Effective January 1, 2023, the first-year bonus depreciation maximum is 80% on both new and used equipment purchases and decreases by 20% per year through December 31, 2026. Taxpayers can still qualify for Section 179 deduction for eligible property and should consider the phase down bonus depreciation changes before yearend to maximize depreciation deductions.
The 100% deduction for restaurant meals is not available for 2023 and the majority of business meals are now 50% deductible. There are however circumstances where certain business meals may qualify for a 100% deduction. It is important to properly categorize your business expenses and keep in mind the rules for business meal deductions as you enter the holiday season and yearend.
Net Operating Loss Carryforward
Federal net operating losses (NOLs) generated can only be carried forward and may only offset 80% of current year taxable income. A business that anticipates a NOL may consider accelerating income or deferring expenses to create a small amount of income for 2023. Corporations should monitor their taxable income and submit appropriate estimated tax payments to avoid underpayment penalties as necessary.
Retirement Savings Plans
If you have not already established a retirement plan you may want to consider taking advantage of this benefit. Some plans must be established and funded by December 31, 2023, whereas others may be established and funded through the extended due date of the business tax return. Depending on your tax bracket this can provide significant tax savings by reducing taxable income.
Research & Development Tax Credit and Cost Capitalization
Taxpayers should review the substantiation requirements for the R&D Tax Credit as well as the requirements to capitalize and amortize specified research and experimentation (SRE) activities under IRC Section 174. The IRS released Notice 2023-63 in September 2023 to offer guidance to taxpayers on the application of Section 174 costs and announce their intentions to issue proposed regulations for these SRE activities. Under Section 174, SRE activities are no longer immediately deductible for tax purposes and must be amortized over 5 years (15 years for foreign research expenses).

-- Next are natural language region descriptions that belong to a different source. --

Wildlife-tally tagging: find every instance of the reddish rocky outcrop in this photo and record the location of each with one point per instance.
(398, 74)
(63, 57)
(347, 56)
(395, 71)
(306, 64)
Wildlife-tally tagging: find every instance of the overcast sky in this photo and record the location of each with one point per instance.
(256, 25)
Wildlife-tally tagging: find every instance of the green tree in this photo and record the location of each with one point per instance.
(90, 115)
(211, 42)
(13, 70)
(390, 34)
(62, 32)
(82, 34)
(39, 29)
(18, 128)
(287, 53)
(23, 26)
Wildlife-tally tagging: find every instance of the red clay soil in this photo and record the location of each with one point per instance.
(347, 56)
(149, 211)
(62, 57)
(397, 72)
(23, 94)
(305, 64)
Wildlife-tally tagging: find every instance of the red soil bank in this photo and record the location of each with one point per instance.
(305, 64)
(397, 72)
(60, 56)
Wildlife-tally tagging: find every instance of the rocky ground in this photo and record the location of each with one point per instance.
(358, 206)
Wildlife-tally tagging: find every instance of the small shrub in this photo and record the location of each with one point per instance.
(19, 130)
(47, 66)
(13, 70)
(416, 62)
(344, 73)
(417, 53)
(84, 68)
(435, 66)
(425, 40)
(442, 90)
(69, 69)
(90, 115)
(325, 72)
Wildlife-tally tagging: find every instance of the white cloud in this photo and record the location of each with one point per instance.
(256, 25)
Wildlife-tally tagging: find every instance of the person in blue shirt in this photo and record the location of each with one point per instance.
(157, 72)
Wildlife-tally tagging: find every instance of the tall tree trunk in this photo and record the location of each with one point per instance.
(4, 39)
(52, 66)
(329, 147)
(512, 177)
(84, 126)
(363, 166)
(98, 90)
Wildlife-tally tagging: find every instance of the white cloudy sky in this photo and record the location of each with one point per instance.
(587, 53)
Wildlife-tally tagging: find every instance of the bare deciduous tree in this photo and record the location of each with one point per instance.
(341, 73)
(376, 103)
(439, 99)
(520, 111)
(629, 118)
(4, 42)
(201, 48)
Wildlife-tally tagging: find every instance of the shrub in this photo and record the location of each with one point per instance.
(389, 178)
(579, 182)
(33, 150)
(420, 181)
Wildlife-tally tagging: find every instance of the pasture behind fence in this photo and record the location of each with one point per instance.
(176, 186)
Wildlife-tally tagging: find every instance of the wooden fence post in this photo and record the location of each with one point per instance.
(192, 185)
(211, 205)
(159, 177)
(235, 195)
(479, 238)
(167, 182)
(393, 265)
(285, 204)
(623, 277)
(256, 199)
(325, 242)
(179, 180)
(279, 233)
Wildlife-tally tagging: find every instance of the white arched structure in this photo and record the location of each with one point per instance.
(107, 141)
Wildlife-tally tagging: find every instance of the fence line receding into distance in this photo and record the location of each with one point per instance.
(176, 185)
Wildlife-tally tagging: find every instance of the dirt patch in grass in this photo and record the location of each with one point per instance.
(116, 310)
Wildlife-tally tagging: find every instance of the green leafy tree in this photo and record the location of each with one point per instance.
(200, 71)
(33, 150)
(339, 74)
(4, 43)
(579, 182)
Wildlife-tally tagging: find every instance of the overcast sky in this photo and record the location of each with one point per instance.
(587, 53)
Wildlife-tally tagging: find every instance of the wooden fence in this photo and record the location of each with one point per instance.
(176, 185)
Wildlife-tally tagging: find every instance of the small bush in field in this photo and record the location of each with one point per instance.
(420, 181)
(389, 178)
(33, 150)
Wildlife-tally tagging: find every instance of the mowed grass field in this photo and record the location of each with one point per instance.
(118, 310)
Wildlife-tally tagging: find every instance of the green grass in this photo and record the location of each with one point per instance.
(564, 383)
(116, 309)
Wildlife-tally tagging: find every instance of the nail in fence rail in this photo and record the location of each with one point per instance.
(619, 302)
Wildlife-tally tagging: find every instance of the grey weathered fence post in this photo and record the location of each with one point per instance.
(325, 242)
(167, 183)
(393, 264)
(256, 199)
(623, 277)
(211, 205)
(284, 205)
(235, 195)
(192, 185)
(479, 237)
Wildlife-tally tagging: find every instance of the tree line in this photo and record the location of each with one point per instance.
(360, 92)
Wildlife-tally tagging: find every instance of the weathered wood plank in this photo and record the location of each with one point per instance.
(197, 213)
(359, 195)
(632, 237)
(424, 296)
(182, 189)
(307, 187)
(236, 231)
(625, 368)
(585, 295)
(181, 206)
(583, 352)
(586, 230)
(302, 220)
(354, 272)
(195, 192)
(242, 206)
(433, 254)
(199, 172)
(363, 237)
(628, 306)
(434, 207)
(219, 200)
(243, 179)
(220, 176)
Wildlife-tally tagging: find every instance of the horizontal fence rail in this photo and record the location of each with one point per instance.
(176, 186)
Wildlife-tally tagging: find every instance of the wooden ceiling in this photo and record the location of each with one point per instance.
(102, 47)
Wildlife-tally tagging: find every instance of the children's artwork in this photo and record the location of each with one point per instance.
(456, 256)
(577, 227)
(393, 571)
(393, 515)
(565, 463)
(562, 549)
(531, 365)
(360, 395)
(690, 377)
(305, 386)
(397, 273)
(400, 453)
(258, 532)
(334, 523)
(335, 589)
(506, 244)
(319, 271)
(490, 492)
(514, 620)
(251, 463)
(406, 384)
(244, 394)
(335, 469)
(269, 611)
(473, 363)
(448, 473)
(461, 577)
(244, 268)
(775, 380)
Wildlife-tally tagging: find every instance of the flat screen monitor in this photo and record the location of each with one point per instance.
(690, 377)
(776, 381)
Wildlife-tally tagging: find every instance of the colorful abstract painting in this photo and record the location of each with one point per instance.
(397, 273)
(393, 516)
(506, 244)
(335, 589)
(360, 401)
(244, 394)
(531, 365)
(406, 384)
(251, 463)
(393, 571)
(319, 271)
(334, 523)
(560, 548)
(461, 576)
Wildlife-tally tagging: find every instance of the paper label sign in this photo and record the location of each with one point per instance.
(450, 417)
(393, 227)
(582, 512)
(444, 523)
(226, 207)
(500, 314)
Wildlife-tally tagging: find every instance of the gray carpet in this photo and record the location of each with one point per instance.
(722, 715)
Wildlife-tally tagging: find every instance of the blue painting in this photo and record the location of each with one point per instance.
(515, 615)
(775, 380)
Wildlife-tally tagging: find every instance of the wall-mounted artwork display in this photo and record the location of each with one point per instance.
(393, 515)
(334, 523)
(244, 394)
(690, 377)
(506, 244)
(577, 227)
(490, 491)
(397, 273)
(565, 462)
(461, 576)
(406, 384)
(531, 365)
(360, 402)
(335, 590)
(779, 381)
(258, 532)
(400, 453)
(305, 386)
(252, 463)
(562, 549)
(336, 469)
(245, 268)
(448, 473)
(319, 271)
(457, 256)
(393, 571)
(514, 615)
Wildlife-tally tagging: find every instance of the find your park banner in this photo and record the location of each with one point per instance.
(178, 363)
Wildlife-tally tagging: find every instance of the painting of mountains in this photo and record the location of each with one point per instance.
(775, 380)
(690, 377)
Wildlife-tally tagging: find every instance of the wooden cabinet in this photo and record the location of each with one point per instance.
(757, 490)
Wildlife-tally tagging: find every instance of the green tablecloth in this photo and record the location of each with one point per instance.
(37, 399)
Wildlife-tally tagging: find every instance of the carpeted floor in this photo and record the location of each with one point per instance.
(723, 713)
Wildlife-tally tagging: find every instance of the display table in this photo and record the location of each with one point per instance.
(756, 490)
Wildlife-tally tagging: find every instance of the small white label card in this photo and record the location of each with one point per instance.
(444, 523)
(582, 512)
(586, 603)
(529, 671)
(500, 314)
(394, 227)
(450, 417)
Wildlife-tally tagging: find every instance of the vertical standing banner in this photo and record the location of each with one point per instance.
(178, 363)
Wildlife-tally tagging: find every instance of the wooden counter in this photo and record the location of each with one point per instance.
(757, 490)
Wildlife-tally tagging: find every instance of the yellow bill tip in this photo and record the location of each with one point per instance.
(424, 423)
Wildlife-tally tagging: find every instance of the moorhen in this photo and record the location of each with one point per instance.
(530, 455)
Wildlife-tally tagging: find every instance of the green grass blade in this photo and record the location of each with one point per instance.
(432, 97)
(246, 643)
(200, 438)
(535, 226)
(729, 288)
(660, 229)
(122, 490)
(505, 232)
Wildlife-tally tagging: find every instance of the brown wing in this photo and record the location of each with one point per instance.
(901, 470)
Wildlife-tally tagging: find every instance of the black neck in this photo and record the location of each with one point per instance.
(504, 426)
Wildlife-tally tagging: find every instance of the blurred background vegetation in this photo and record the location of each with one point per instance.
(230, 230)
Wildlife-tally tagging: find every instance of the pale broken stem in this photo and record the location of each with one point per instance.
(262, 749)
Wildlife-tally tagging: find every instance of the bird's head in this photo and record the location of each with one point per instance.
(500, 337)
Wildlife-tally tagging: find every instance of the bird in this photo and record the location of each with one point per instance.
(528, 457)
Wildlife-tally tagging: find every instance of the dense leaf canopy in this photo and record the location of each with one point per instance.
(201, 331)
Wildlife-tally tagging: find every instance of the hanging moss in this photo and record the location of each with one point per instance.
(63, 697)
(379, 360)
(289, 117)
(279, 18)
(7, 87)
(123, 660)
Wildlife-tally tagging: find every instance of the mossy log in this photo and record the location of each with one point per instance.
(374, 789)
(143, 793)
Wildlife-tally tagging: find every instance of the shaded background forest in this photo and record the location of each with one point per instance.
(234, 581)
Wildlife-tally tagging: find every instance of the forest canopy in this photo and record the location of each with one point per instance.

Nexus caused by Telecommuting Workers
Many companies have changed their work from home policies and are allowing employees to telecommute. Employees working from home may create nexus in other states and require new reporting and payment obligations for both income and employment taxes. Companies should review the location of their employees and review the rules of each state.
Energy Tax Credits
The Inflation Reduction Act signed into law in August 2022 included modifications of many of the current energy-related tax credits and the introduction of new credits and monetization options. Companies should review the eligibility qualifications and consider if an investment in energy efficient property and sustainability initiatives fit their needs.